Structure and Seismicity of the Dead Sea Fault and the Galilee Revealed by 3D Earthquake Tomography

Strike-slip fault systems near regions of oblique tectonic convergence/divergence commonly develop bends, stepovers, and other complexities that control crustal deformation, stress localization, and associated geophysical processes. Here, we investigate the complex crustal structure of the strike-slip Dead Sea Fault (DSF) system and the Galilee, in an area bounded by the Lebanese Restraining Bend in the north and by the intraplate Carmel-Gilboa-Faria Fault (CGFF) system in the south. Using traveltime data from ∼1,500 local earthquakes (1.5 < M_W), we present 3D velocity models for P-waves (Vp), S-waves (Vs), their ratio (Vp/Vs), and a catalog of relocated seismicity for this complex tectonic region. Along the DSF, shallow differences between a high-velocity western side and a low-velocity eastern side form a bimaterial fault interface. Within the CGFF system, major sedimentary basins exhibit lower velocities than the surrounding crust. In the northern Kinneret basin (the Sea of Galilee), elevated Vp/Vs values suggest significant rock damage, possibly due to intense seismic activity.

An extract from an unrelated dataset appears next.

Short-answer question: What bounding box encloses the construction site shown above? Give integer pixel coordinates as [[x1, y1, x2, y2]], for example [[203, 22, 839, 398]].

Increased mean Vp/Vs values and seismic activity below 15 km depth indicate a transition zone, perhaps related to changes in crustal mechanical properties. Relocated seismicity is generally confined to vertical fault segments along the DSF, with activity alternating between the border faults of the system. Beneath the Kinneret basin, shallow seismicity delineates a high-angle, eastward-dipping fault surface on the western side, possibly forming part of a negative flower structure beneath the basin. These observations provide new insights into the crustal structure of this region, revealing key features related to the DSF and CGFF systems.